Dominic Drakes

Personal information
- Full name: Dominic Conneil Drakes
- Born: 6 February 1998 (age 28) Barbados
- Batting: Left-handed
- Bowling: Left-arm medium-fast
- Role: Bowling all-rounder
- Relations: Vasbert Drakes (father)

International information
- National side: West Indies;
- ODI debut (cap 216): 4 June 2023 v United Arab Emirates
- Last ODI: 27 July 2023 v India
- T20I debut (cap 89): 13 December 2021 v Pakistan
- Last T20I: 14 August 2022 v New Zealand

Domestic team information
- 2017/18–present: Barbados (squad no. 46)
- 2018: Barbados Tridents
- 2019–present: St Kitts & Nevis Patriots
- 2022: Yorkshire (squad no. 48)
- 2022: Colombo Stars
- 2023: Warwickshire (squad no. 48)

Career statistics
| Competition | T20I | FC | LA | T20 |
| Matches | 10 | 2 | 25 | 34 |
| Runs scored | 15 | 60 | 261 | 172 |
| Batting average | 3.00 | 20.00 | 17.39 | 13.23 |
| 100s/50s | 0/0 | 0/0 | 0/0 | 0/0 |
| Top score | 5 | 33 | 38* | 48* |
| Balls bowled | 192 | 242 | 997 | 685 |
| Wickets | 6 | 4 | 26 | 36 |
| Bowling average | 48.33 | 34.25 | 33.30 | 28.47 |
| 5 wickets in innings | 0 | 0 | 0 | 0 |
| 10 wickets in match | 0 | 0 | 0 | 0 |
| Best bowling | 1/19 | 2/11 | 4/44 | 3/26 |
| Catches/stumpings | 2/– | 1/– | 3/– | 9/– |
- Source: Cricinfo, 6 June 2023

= Dominic Drakes =

West Indian cricketer

Dominic Conneil Drakes (born 6 February 1998) is a Barbadian cricketer. He plays for Barbados in domestic cricket and for the St Kitts & Nevis Patriots in the Caribbean Premier League (CPL).
Dominic Drakes is the son of Vasbert Drakes, who played international cricket for the West Indies.

==Career==
Drakes made his first-class debut for Barbados in the 2017–18 Regional Four Day Competition on 18 January 2018. He made his List A debut for Barbados in the 2017–18 Regional Super50 on 9 February 2018.
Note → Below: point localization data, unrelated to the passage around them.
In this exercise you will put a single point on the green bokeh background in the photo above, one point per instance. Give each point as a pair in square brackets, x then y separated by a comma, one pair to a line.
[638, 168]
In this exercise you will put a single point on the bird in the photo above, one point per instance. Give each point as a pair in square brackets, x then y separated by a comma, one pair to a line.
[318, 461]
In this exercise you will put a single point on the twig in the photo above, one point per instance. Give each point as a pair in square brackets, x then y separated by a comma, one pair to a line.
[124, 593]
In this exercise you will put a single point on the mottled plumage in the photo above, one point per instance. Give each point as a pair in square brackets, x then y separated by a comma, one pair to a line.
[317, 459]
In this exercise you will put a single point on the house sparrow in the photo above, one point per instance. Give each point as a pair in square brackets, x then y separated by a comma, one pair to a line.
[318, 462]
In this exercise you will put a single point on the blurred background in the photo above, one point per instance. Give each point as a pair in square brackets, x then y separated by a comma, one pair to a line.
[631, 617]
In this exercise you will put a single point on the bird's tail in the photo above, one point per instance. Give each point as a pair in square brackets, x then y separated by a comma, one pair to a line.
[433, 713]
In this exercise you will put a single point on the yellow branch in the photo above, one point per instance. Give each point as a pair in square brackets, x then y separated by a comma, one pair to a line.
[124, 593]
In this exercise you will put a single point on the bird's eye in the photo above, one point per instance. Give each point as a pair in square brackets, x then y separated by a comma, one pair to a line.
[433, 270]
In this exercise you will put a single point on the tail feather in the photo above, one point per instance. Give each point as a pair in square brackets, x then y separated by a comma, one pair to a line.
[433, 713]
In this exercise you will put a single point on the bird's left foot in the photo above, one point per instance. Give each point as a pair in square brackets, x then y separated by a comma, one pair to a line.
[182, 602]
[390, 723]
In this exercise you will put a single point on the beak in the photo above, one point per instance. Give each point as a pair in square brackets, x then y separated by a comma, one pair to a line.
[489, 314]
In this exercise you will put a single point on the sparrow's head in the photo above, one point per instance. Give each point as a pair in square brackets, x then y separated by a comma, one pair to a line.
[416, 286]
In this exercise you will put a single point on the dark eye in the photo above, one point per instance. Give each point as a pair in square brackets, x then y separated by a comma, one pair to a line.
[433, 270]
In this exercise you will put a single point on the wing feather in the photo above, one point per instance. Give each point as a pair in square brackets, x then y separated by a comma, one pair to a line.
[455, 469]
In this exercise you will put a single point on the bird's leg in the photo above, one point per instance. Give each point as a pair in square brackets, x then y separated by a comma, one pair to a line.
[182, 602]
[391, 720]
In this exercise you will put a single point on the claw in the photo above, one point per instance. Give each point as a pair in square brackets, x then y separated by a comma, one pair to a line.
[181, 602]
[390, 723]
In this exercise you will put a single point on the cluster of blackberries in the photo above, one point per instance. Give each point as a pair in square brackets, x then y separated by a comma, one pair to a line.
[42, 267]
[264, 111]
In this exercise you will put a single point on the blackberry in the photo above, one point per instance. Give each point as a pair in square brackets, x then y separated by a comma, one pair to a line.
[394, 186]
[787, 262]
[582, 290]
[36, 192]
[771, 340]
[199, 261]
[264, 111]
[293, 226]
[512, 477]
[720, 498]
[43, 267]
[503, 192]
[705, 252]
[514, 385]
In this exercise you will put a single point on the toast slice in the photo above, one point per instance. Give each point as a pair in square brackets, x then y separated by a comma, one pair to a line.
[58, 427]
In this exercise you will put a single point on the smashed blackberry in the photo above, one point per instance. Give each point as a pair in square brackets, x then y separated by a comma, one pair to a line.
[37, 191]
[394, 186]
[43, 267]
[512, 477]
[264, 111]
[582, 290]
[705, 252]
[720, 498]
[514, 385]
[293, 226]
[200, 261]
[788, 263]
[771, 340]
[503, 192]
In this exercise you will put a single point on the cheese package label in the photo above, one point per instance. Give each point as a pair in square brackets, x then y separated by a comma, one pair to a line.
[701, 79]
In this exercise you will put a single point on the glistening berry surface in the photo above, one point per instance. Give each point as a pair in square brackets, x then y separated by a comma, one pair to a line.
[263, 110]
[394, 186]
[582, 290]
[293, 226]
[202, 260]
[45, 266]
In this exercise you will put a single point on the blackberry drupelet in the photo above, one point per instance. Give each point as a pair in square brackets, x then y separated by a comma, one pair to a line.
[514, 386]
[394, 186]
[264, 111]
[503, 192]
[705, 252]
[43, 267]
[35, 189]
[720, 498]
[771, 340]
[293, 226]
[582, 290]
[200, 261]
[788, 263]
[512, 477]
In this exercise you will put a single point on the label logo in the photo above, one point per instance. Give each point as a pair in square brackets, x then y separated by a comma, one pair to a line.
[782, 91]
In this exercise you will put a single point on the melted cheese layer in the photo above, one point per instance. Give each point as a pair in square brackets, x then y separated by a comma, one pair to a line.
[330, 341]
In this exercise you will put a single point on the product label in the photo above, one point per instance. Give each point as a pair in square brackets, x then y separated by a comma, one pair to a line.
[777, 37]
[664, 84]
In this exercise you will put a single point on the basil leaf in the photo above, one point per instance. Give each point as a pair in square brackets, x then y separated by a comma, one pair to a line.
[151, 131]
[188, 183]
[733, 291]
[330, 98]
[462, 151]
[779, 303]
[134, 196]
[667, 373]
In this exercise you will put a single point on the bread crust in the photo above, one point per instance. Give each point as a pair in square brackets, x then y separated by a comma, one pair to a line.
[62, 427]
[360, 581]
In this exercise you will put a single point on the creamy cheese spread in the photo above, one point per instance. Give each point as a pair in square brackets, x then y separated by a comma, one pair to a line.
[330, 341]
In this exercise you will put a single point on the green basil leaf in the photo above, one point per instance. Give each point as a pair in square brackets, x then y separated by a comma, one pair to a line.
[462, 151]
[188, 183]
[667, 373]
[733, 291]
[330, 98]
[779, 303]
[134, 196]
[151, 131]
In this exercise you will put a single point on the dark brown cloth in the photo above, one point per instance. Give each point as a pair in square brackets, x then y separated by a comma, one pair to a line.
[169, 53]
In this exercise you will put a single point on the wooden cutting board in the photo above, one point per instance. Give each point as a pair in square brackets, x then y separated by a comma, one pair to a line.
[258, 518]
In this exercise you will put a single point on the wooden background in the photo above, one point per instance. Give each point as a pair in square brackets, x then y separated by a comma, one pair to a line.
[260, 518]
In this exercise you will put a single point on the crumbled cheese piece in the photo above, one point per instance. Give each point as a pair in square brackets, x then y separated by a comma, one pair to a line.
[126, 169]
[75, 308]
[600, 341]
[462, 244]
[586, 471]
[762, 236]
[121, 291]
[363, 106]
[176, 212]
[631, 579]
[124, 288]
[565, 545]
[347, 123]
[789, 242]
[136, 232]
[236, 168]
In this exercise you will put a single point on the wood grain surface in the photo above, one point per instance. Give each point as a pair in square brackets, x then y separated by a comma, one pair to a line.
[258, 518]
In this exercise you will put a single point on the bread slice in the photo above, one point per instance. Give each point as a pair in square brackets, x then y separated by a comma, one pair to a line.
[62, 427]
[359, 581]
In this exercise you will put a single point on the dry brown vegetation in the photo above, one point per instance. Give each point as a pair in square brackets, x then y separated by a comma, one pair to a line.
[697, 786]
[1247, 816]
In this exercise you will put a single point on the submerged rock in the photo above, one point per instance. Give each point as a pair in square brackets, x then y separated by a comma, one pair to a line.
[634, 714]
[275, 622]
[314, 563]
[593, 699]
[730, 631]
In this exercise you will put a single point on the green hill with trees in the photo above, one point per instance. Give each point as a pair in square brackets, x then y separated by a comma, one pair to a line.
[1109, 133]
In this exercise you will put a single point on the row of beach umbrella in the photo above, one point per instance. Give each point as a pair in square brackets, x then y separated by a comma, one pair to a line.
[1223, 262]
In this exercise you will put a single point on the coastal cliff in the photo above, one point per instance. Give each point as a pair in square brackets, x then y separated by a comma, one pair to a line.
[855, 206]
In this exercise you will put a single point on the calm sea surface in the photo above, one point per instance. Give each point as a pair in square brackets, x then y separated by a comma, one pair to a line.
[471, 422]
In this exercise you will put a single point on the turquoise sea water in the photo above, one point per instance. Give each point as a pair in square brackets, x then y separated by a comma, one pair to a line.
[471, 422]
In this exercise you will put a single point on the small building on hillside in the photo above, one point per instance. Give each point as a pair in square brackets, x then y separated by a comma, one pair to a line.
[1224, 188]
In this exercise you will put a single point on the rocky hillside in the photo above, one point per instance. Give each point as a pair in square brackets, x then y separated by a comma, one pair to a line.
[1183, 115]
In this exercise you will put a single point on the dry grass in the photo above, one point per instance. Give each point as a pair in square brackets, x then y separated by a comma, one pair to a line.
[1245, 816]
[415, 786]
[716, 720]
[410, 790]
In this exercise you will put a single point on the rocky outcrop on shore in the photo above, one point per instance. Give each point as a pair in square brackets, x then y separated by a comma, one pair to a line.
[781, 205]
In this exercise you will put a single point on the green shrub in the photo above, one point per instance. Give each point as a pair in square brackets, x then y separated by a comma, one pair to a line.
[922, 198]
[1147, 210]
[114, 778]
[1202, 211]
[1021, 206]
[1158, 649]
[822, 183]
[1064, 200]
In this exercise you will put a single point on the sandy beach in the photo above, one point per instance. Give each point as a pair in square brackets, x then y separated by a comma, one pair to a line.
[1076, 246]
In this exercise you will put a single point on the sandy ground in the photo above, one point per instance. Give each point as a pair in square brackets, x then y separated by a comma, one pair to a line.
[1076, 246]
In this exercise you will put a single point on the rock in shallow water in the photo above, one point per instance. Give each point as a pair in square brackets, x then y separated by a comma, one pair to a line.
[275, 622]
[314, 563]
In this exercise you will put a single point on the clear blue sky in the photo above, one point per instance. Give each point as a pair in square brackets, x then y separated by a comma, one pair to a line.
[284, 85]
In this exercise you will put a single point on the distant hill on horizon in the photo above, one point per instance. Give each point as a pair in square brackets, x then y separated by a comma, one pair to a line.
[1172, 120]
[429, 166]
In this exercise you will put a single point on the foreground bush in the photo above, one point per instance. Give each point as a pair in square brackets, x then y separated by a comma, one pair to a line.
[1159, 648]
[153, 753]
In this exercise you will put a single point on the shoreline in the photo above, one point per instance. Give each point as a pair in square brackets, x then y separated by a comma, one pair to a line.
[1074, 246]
Ahead of the 2018 Caribbean Premier League, Drakes was named as one of five players to watch in the tournament. He made his Twenty20 debut for Barbados Tridents in the tournament on 4 September 2018. In October 2019, he was named in the West Indies Emerging Team for the 2019–20 Regional Super50 tournament.

In July 2020, Drakes was named in the St Kitts & Nevis Patriots squad for the 2020 Caribbean Premier League.

On 15 September 2021, Drakes scored an unbeaten 48 runs off 24 balls in the final of the 2021 Caribbean Premier League (CPL), which helped St Kitts & Nevis Patriots to register their first CPL title. He was also named the man of the match. The following month, he was added to the Chennai Super Kings' squad for the 2021 Indian Premier League, replacing Sam Curran, who was ruled out due to injury.

In November 2021, Drakes was named in the West Indies' Twenty20 International (T20I) squad for their series against Pakistan. He made his T20I debut on 13 December 2021, for the West Indies against Pakistan.

In February 2022, he was bought by the Gujarat Titans in the auction for the 2022 Indian Premier League tournament. In July 2022, he was signed by the Colombo Stars for the third edition of the Lanka Premier League.

In May 2023, he was named in West Indies One Day International (ODI) squad for the series against United Arab Emirates. He made his ODI debut in the first ODI of the series, on 4 June 2023.